For StepMix, please refer to this repository.
This is an R interface to Stepmix, a Python package following the scikit-learn API for model-based clustering and generalized mixture modeling (latent class/profile analysis) of continuous and categorical data. StepMix handles missing values through Full Information Maximum Likelihood (FIML) and provides multiple stepwise Expectation-Maximization (EM) estimation methods based on pseudolikelihood theory. Additional features include support for covariates and distal outcomes, various simulation utilities, and non-parametric bootstrapping, which allows inference in semi-supervised and unsupervised settings.
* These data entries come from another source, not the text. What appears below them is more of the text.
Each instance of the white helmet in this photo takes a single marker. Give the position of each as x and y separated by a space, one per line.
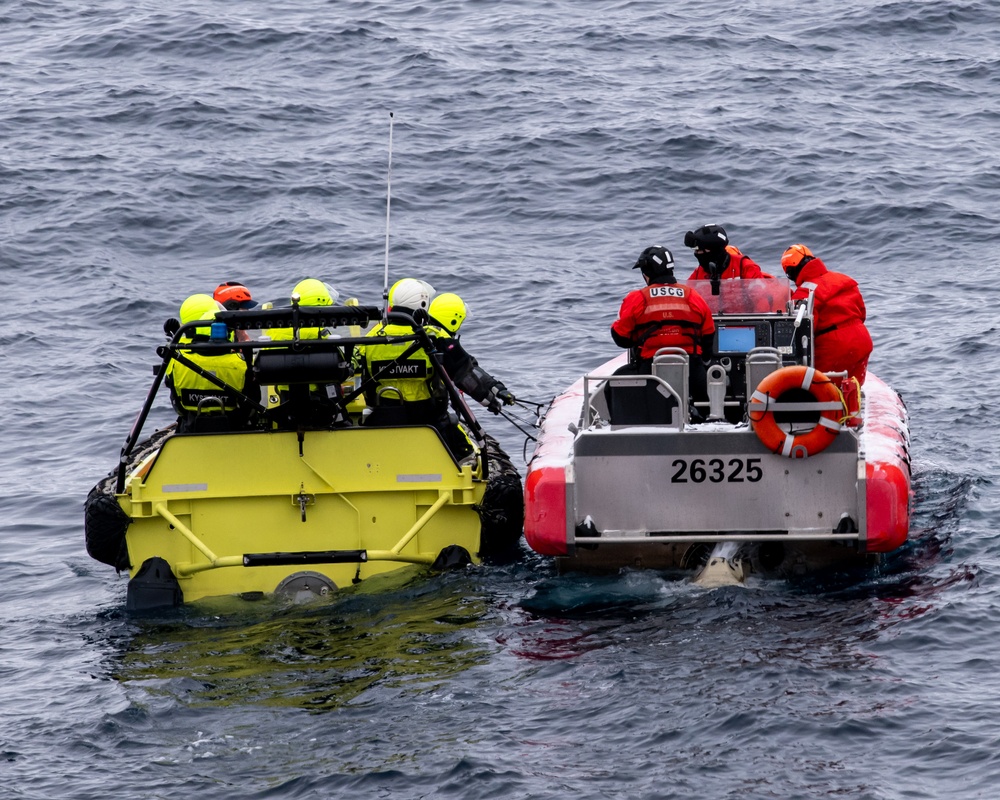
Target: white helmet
411 293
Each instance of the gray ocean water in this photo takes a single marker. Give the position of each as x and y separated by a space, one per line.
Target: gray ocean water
149 151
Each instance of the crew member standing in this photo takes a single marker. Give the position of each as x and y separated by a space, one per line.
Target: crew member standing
841 341
664 313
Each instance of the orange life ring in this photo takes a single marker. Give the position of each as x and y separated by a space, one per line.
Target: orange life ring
761 410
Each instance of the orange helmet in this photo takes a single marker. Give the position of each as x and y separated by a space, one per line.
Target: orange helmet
796 256
234 296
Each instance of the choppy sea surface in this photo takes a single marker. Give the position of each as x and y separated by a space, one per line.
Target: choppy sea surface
149 151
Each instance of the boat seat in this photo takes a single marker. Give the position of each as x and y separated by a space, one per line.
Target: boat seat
673 366
635 400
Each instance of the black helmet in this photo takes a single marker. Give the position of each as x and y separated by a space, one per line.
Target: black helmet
655 262
708 237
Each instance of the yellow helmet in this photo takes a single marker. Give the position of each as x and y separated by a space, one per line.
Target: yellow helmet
411 293
197 305
449 310
313 292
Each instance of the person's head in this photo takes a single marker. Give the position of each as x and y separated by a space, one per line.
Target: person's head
234 296
794 259
709 243
657 265
198 307
410 294
449 310
313 292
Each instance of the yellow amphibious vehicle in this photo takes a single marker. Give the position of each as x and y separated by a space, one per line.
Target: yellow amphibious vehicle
313 493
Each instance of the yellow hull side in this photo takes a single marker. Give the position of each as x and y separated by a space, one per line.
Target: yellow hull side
203 501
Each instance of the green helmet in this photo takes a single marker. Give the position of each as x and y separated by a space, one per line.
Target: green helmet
197 305
449 310
313 292
411 293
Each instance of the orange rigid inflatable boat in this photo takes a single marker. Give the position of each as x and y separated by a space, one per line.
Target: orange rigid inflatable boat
771 476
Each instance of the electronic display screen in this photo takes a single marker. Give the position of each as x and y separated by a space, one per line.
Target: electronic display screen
736 339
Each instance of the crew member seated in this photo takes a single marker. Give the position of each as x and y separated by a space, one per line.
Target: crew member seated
201 404
401 379
447 313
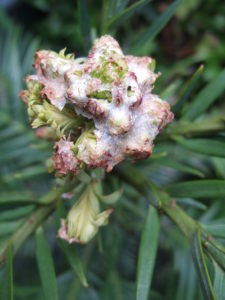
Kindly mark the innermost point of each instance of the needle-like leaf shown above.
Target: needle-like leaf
(147, 254)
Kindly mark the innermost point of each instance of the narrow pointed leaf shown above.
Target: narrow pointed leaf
(219, 281)
(206, 97)
(189, 87)
(156, 27)
(111, 198)
(203, 146)
(6, 285)
(198, 189)
(201, 267)
(127, 13)
(180, 167)
(46, 266)
(147, 254)
(84, 23)
(191, 202)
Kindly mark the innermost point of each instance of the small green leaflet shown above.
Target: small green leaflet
(206, 97)
(148, 35)
(6, 284)
(219, 281)
(187, 90)
(201, 267)
(198, 189)
(45, 266)
(126, 13)
(203, 146)
(147, 254)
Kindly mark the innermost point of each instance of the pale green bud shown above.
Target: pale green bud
(84, 218)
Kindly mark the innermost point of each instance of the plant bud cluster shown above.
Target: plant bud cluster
(100, 109)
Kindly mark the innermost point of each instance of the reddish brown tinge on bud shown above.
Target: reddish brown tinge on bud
(64, 159)
(111, 93)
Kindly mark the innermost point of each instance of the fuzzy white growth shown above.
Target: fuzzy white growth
(112, 90)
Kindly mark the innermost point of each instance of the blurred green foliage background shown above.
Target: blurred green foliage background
(194, 36)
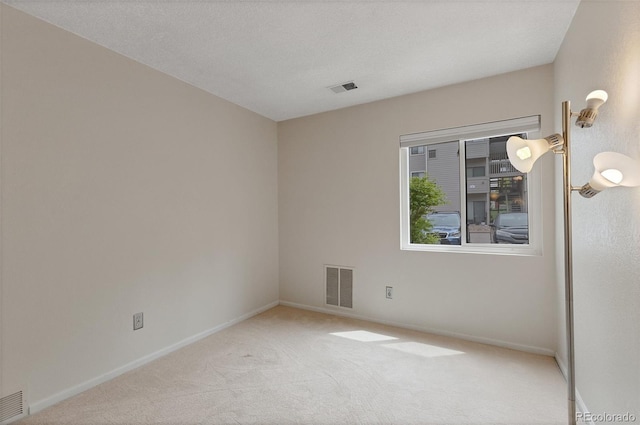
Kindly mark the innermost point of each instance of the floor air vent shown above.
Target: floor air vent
(339, 286)
(11, 406)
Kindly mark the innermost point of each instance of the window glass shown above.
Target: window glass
(491, 195)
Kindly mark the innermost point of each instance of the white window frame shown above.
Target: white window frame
(529, 125)
(416, 154)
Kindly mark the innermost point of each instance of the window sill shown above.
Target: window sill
(488, 249)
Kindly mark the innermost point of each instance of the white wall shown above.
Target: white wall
(339, 204)
(601, 51)
(123, 191)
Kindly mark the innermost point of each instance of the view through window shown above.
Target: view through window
(487, 203)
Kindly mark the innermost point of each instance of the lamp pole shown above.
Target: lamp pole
(568, 259)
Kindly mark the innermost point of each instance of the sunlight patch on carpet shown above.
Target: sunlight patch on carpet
(364, 336)
(424, 350)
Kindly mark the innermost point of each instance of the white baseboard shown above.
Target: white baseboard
(580, 405)
(70, 392)
(481, 340)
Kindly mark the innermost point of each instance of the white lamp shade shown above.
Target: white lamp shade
(596, 98)
(524, 153)
(614, 169)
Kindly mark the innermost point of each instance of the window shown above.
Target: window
(470, 198)
(417, 150)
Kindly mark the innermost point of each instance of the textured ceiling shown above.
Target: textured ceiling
(277, 58)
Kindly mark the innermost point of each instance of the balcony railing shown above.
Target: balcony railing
(499, 164)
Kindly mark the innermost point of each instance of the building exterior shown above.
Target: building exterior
(491, 183)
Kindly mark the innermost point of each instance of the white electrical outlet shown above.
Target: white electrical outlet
(138, 322)
(389, 292)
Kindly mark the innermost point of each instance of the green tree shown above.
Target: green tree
(424, 194)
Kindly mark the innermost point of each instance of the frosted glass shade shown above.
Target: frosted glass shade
(614, 169)
(524, 153)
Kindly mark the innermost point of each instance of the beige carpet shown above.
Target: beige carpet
(289, 366)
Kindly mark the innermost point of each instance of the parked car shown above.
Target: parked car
(511, 228)
(447, 226)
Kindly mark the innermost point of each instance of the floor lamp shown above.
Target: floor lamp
(611, 169)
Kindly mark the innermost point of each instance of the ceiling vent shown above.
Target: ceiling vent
(341, 88)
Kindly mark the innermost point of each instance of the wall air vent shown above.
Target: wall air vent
(11, 406)
(341, 88)
(339, 286)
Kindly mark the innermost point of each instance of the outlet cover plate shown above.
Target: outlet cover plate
(138, 321)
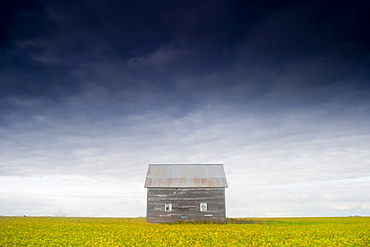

If you find StepMix useful, please consider citing our arXiv preprint:
@article{morin2023stepmix,
title={StepMix: A Python Package for Pseudo-Likelihood Estimation of Generalized Mixture Models with External Variables},
author={Morin, Sacha and Legault, Robin and Bakk, Zsuzsa and Gigu{\`e}re, Charles-{\'E}douard and de la Sablonni{\`e}re, Roxane and Lacourse, {\'E}ric},
journal={arXiv preprint arXiv:2304.03853},
year={2023}
}
You can install StepMixR from CRAN inside r using the function install.packages:
install.packages("stepmixr")
To install directly from github you need to have the package devtools
installed. Once it is installed, you can use the following syntax.
devtools::install_github("Labo-Lacourse/stepmixr")
- A notebook available from google colab gives a detailed tutorials based on the iris dataset. This notebook is a R adaptation of a similar Python notebook which can be found here. This tutorial covers :
- Continuous LCA models;
- Binary LCA models;
- Categorical LCA models;
- Mixed LCA models (continuous and categorical data);
- Missing values.
Here is a quick example from R documentation.
model1 <- stepmix(n_components = 3, n_steps = 2, measurement = "continuous")
X <- iris[, 1:4]
fit1 <- fit(model1, X)
pr1 <- predict(fit1, X)